The Docker and Kubernetes launchers have their own additional options.

project sections

Each project you want to be able to run, gets its own section, prefixed with project.. For example, consider an example spider, this would be defined in a [project.example] section.

  • repository - container repository for the project, e.g. ghcr.io/q-m/scrapyd-k8s-spider-example

Docker

This section describes Docker-specific options. See scrapyd_k8s.sample-docker.conf for an example.

  • [scrapyd] launcher - set this to scrapyd_k8s.launcher.Docker
  • [scrapyd] repository - choose between scrapyd_k8s.repository.Local and scrapyd_k8s.repository.Remote

TODO: explain Local and Remote repository, and how to use them

Kubernetes

This section describes Kubernetes-specific options. See scrapyd_k8s.sample-k8s.conf for an example.

  • [scrapyd] launcher - set this to scrapyd_k8s.launcher.K8s
  • [scrapyd] repository - set this to scrapyd_k8s.repository.Remote

For Kubernetes, it is important to set resource limits.

TODO: explain how to set limits, with default, project and spider specificity.

[joblogs] section

  • logs_dir - a directory to store log files collected on k8s cluster (implemented only for Kubernetes). When configuring, keep in mind that in the Dockerfile the USER is set to nobody so not all directories are writable, but if you make a child directory under /tmp you won't encounter permission problems.

Kubernetes API interaction

The Kubernetes event watcher is used in the code as part of the joblogs feature and is also utilized for limiting the number of jobs running in parallel on the cluster. Both features are not enabled by default and can be activated if you choose to use them.

The event watcher establishes a connection to the Kubernetes API and receives a stream of events from it. However, the nature of this long-lived connection is unstable; it can be interrupted by network issues, proxies configured to terminate long-lived connections, and other factors. For this reason, a mechanism was implemented to re-establish the long-lived connection to the Kubernetes API. To achieve this, three parameters were introduced: reconnection_attempts, backoff_time and backoff_coefficient.

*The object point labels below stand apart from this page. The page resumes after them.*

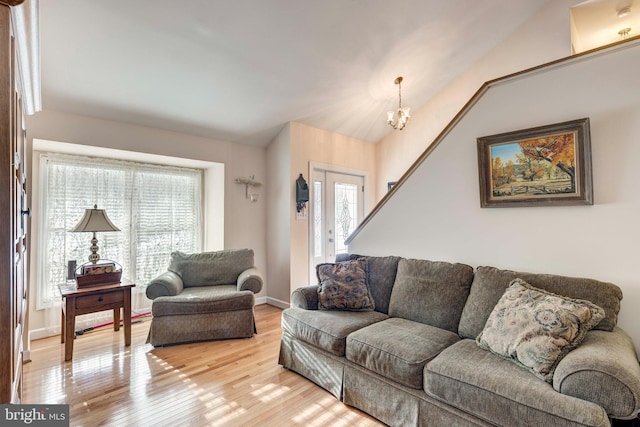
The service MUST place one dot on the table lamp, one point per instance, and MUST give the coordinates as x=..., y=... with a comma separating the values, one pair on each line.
x=94, y=220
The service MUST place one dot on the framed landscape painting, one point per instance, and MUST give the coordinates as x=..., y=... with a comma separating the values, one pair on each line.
x=542, y=166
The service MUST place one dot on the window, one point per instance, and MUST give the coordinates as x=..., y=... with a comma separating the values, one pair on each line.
x=157, y=208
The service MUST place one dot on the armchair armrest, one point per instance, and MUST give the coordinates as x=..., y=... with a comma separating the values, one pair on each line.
x=166, y=284
x=251, y=280
x=305, y=297
x=604, y=369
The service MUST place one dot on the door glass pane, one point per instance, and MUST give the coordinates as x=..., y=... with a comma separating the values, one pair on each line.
x=346, y=214
x=317, y=219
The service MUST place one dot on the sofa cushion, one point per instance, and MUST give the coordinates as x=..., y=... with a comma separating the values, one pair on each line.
x=430, y=292
x=398, y=348
x=203, y=299
x=342, y=286
x=481, y=383
x=536, y=329
x=327, y=330
x=489, y=284
x=603, y=370
x=211, y=268
x=381, y=274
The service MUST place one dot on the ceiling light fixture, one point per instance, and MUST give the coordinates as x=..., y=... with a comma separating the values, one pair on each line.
x=401, y=120
x=622, y=12
x=624, y=33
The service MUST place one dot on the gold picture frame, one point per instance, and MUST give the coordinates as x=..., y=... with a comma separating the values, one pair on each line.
x=542, y=166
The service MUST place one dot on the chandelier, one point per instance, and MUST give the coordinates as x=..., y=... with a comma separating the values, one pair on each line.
x=402, y=118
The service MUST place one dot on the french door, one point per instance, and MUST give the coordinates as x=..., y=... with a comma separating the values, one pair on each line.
x=336, y=209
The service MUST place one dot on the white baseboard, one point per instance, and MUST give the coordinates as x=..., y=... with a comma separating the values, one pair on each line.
x=36, y=334
x=277, y=303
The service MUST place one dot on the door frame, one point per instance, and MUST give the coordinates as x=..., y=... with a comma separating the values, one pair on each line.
x=335, y=169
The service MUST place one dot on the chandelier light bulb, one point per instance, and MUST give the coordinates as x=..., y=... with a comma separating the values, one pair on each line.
x=398, y=122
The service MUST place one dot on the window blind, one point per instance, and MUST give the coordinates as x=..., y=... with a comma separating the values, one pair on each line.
x=157, y=208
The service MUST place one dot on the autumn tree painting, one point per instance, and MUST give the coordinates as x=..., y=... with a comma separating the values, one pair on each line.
x=547, y=165
x=543, y=165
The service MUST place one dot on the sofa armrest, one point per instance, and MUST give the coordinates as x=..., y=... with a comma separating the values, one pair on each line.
x=604, y=369
x=251, y=280
x=305, y=297
x=166, y=284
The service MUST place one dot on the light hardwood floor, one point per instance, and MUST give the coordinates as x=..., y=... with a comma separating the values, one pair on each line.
x=218, y=383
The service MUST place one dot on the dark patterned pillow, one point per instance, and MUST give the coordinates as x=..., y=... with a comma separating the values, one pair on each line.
x=343, y=286
x=535, y=328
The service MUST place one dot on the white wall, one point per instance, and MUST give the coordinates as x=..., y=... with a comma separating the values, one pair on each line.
x=244, y=221
x=278, y=217
x=435, y=214
x=543, y=38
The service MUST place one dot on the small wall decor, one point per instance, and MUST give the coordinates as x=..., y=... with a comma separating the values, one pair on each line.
x=302, y=193
x=543, y=166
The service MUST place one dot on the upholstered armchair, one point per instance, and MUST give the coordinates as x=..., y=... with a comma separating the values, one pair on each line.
x=204, y=296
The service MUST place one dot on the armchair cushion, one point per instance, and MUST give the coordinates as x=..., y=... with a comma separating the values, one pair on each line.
x=251, y=280
x=211, y=268
x=167, y=284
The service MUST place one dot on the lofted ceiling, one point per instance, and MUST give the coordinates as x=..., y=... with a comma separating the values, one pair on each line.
x=239, y=70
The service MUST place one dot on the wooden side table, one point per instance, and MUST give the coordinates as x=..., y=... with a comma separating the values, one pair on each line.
x=77, y=301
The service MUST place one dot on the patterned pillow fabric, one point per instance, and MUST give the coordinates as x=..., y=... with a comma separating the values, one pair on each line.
x=535, y=328
x=343, y=286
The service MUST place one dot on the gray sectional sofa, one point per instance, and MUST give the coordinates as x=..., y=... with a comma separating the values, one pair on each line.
x=413, y=357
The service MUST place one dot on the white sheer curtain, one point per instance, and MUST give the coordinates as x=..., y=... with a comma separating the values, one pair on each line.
x=157, y=208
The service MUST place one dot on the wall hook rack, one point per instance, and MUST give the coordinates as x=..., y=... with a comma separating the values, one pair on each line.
x=249, y=182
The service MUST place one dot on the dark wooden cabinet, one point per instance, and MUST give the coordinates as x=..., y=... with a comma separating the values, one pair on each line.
x=13, y=212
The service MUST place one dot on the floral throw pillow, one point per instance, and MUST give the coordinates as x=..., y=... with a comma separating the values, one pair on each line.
x=535, y=328
x=342, y=286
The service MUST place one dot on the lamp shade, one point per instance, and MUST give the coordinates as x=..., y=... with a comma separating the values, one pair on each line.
x=95, y=220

What are these parameters about?

  • reconnection_attempts - defines how many consecutive attempts will be made to reconnect if the connection fails;
  • backoff_time, backoff_coefficient - are used to gradually slow down each subsequent attempt to establish a connection with the Kubernetes API, preventing the API from becoming overloaded with requests. The backoff_time increases exponentially and is calculated as backoff_time *= self.backoff_coefficient.

When do I need to change it in the config file?

Default values for these parameters are provided in the code and are tuned to an "average" cluster setting. If your network requirements or other conditions are unusual, you may need to adjust these values to better suit your specific setup.